Slim HARPO - Slim Harpo Knew The Blues (1970)
Par LE KINGBEE le 26 Décembre 2019          Consultée 1660 fois

Contrairement à ce qu’annoncent certains sites, probablement perdus entre les différentes pochettes et nombreuses rééditions, il s’agit bien là du quatrième album de cette légende du Swamp Blues et non d’une compilation. Malheureusement, il s’agit d’un disque posthume.
En dehors de ses activités dans le Blues, Slim HARPO dirige une petite entreprise de camionnage ; le guitariste n’a jamais voulu mettre ses œufs dans le même panier et tient à avoir une roue de secours afin de faire vivre sa famille. Le 30 janvier 1970, suite à une crevaison, il se met lui-même sous le camion afin de changer une roue. Le kick lâche et Slim HARPO se retrouve écrasé sous le camion. Il s’en sort tant bien que mal et refuse d’aller consulter. Il doit se produire le soir-même à un concert et tient absolument à honorer son contrat malgré la douleur. A la fin de ce concert, HARPO est au plus mal. Suite à un malaise, on le conduit à l’hôpital où il décède quelques heures plus tard le 31 janvier 1970. En passe de devenir une vedette mondiale, le guitariste décède officiellement d’un emphysème.

Pour J.D Miller, patron du label Excello, le coup est rude, il vient de perdre son meilleur poulain, celui qui vend le plus de disques. Aujourd’hui, on suppose que Slim HARPO ne serait certainement pas resté chez Excello, lassé de se faire escroquer et à cause du caractère de J.D. Miller, un sympathisant du Klan. Slim HARPO est tout juste enterré que Miller décide de sortir un disque. He oui, il ne sert à rien de battre le fer quand il est froid, vous risquez de vous faire mal aux mains en vain.

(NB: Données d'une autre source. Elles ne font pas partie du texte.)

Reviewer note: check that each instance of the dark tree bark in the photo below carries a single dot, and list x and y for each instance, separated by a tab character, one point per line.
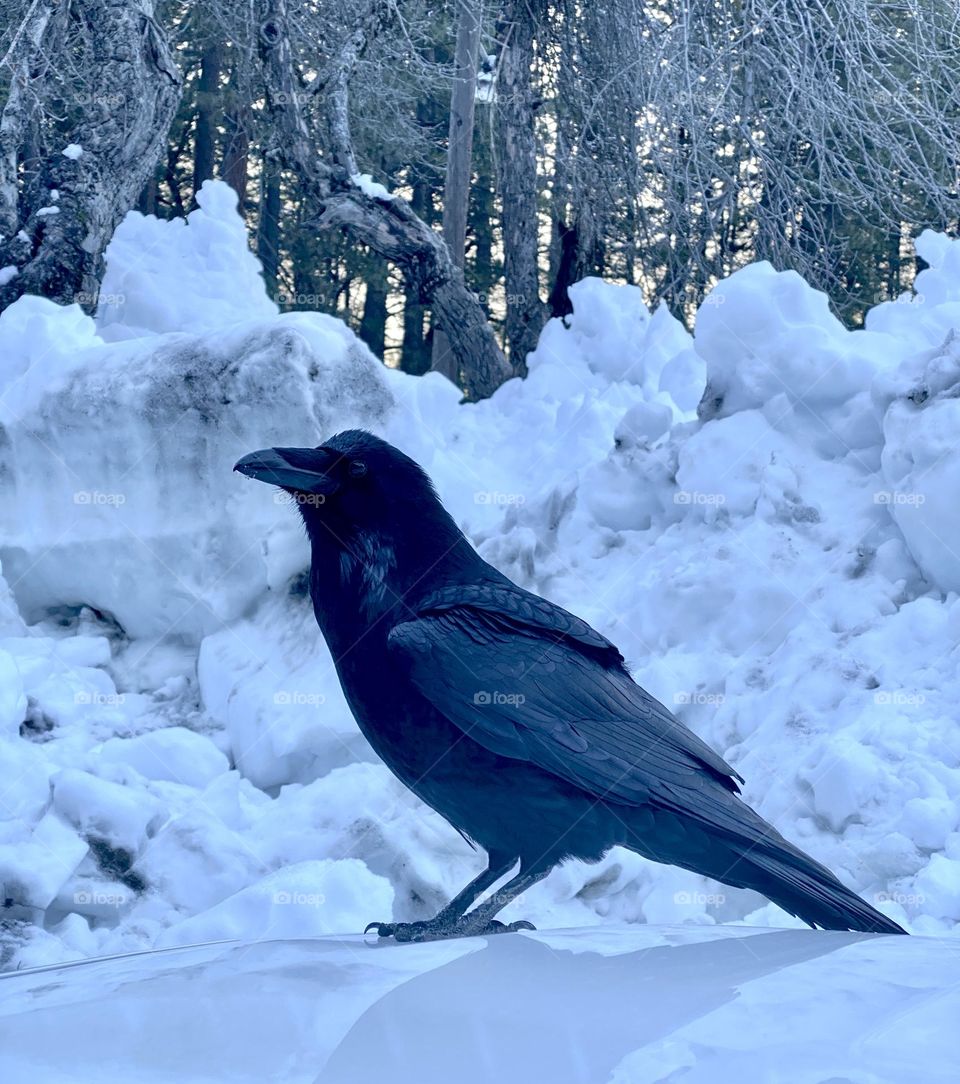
386	223
517	179
268	234
238	125
456	189
415	353
236	152
207	117
57	247
373	323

Histoire d’amortir la perte du guitariste et de rentrer dans ses gains, J.D. Miller décide de sortir un disque. Le producteur regroupe des titres issus de plusieurs séances. « The Hippy Song », « Jody Man » et « Dynamite » proviennent d’une session gravée en mars 1969 à Los Angeles. « The Music’s Hot », « You Can’t Make It », « Boogie Chillum », « Rock Me Baby » et « Baby Please Come Home » sont quant à eux issus d’une séance de décembre 69 au Deep South Recording Studio de Baton Rouge. Le patron d’Excello complète ces 8 titres par deux titres mis en boîte à Crowley, « Baby Scratch My Back » gravé en octobre 65 et « I’m A Kingbee » véritable marque de fabrique et l’un des premiers hits d’HARPO popularisé lors d’une session de mars 1957.

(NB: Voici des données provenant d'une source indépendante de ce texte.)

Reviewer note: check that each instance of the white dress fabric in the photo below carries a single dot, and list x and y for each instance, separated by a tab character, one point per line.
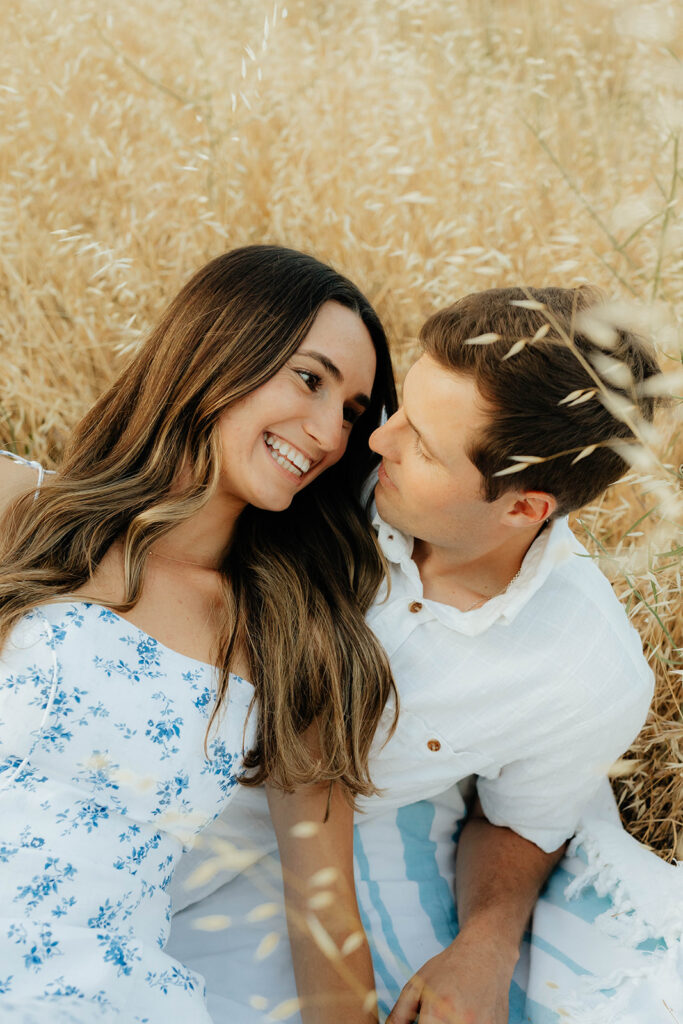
535	693
103	783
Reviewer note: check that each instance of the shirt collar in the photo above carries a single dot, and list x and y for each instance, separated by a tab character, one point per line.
553	546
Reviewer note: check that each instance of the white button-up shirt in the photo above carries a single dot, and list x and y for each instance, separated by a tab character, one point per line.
537	692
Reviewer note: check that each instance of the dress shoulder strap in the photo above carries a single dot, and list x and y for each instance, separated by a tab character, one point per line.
40	470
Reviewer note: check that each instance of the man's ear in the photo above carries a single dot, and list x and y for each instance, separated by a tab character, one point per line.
530	508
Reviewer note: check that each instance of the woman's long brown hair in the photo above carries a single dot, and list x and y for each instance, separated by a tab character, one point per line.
297	583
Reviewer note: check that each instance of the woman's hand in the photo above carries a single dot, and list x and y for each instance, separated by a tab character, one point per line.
332	961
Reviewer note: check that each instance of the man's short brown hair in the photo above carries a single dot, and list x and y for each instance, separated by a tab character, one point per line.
527	391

Commençons à décortiquer cette galette une fois n’est pas coutume par la fin, avec deux incontournables. « Baby Scratch My Back » dans lequel l’harmoniciste invite sa belle à le rejoindre dans son bain pour lui gratter le dos. Paroles légères mais porteuses et tempo terriblement ensorceleur porté par une rythmique squelettique évoquant l’univers de Jimmy REED. Bien sûr, le morceau sera repris avec succès par Otis REDDING, Tony Joe WHITE, les YARDBIRDS et bien plus tard par les FABULOUS THUNDERBIRDS. Frank FROST connaîtra un hit mineur avec « My Back Scratcher », une réponse pleine d’humour à la version originale. En 1966, le jeune trio Dino, Desi & Billy ⃰en donnait une surprenante interprétation qui aurait dit-on recueilli l’admiration de Dean MARTIN. Second grand classique avec « I’m A Kingbee ». Si le titre n’entra pas dans les charts lors de sa sortie, il connut une seconde jeunesse en 64 avec les STONES qui lui rendirent ses notes de noblesse. On ne compte plus le nombre de reprises, de l’apprenti bluesman à l’artiste chevronné, le titre ayant fait voltiger plus d’une abeille. Bien sûr, la gente féminine s’accapara le morceau sous le titre de « Queen Bee ». Lucille Spann (avec Eddie Taylor à la guitare) et Koko TAYLOR en délivrèrent de savoureuses versions ne manquant pas de miel. Plus récemment, Peter FRAMPTON reprenait le morceau, témoignant ainsi de l’influence du bourdon pour la pollinisation.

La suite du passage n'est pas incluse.